John Holbo, a philosophy prof at the National University of Singapore, recently gave the world a free illustrated edition of three dialogues by Plato (get it as a free PDF, or via Amazon). Now he’s embarking on a new creative project called On Beyond Zarathustra.
Over on the Crooked Timber blog, Holbo light-heartedly launched the project with these words:
Ever since Plato wrote Socrates “Will You Please Go Now!” and “If I Ran The Polis!” great philosophers have mostly started out as authors of (what we would now call) Dr. Seuss-style children’s books. A lot of this old stuff has been lost. Scholars have neglected it. But I’m undertaking a project of restoration and study, starting with Nietzsche.
I’ll be posting updates regularly to the Flickr page – few pages a week as my work proceeds. We’re just getting to the good bits: The Rope Dancer and the Last Man!
Please do feel to share with any friends who may have a scholarly interest in the historiography of philosophy. (I’ll have some more notes about that soon.)
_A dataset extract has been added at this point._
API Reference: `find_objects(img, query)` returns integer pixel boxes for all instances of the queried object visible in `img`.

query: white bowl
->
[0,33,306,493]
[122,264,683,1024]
We’ve posted here the first four pages of Holbo’s new graphical project.
To see how the project unfolds, you can regularly visit this album on Flickr. The are currently 22 pages, with the promise of many more to come soon.
And, take note, once he’s done with Friedrich, Holbo promises to turn to Descartes and Kierkegaard and give them the same Dr. Seuss treatment. Enjoy the ride.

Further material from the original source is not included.